Happy Writers and Unhappy Customers

This could be a common situation when customers are consuming your documentation. You’ve produced good work in researching the product, creating a blueprint, applying the writing style, and getting comments from developers. Your JIRA tasks met sprint objectives and were done in time.

Why Could Customers be Unhappy?

Unhappy customers may not be because the content is poorly written or is accurate. It may be because they have had problems using the documentation.

But Your Documentation is on a Website!

Your documentation is available to all from a website. You’ve picked a documentation tool that has effective templates, is easy-to-use, and fits nicely with the technical requirements of the software (e.g. it is a jamstack solution that uses static site generators). No matter how well-implemented or attractive the documentation appears in its design, it still doesn’t help the needs of the consumer.

Customers Still Call Support

When customers have no time, they would rather call support than read through the content. Even if the content is rich and informative, it may not help in certain situations. They may try to call support even though the documentation is there. Moreover, your company may have dedicated support channels, and they know who to call.

Understanding the Customer Journey

Whether or not a customer reads the documentation, their journey starts when they arrive at your site. They should be able to make a decision from the home page as where to go next. Normally, this is through a search or via the navigation menus.

Short Form vs Long Form Content

Short-form content gives the customer a brief synopsis of the product or functionality, allowing them to understand the product and make decisions on what to read next.

Long form content is information in more detail, covering procedures, reference material, and further concepts.

Both forms of content go together. Users may stop after reading the short form content. That’s great if the short form text provides all the information they need. Or, they could venture further in to the long content.


Many users explore the documentation from a search. Therefore, ensuring that the pages are findable from their keyword combinations is key. If your site is implemented in MadCap Flare, you can configure search by setting up various search tags. But if your documentation site links to a provider like Algolia, setting up search is almost automatic.

Navigation Menus

There are many ways to design navigation menus.

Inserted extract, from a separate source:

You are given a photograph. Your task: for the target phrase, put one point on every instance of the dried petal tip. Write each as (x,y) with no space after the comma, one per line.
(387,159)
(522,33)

While a left-hand menu bar is common, there are documentation sites with additional navigation menus in the main pages. This design exists in the Spotify help centre and the Akash Network. An over-crowded left-hand menu bar alone can make a site hard to navigate.

Organising the Pages into a Logical Order

Once customers know where to go, organising the pages in a logical order is essential for completing their journey. Depending on how they use your content, there may not be a complete right or wrong answer. For example, one helpdesk team informed me that typical customers would be less likely to read conceptual content before doing the steps. This differed from my own learnings of the product, and the initial feedback that I received.

Defining Quality

Lastly, improving the documentation to help customers should be part of a definition of quality. In her presentation at Write the Docs Prague in 2016, Riona McNamara from Google explains that quality in technical documentation can be defined as either Functional Quality and Structural Quality (see As Good As It Gets: Why Better Trumps Best). Structural Quality focuses on the immediately tangible areas that make documentation quality, e.g., the way it is written and laid out. Functional Quality, on the other hand, is whether the documentation achieves what is supposed to do.

In short, you could consider these two definitions in your plan to improve the documentation and make customers happy.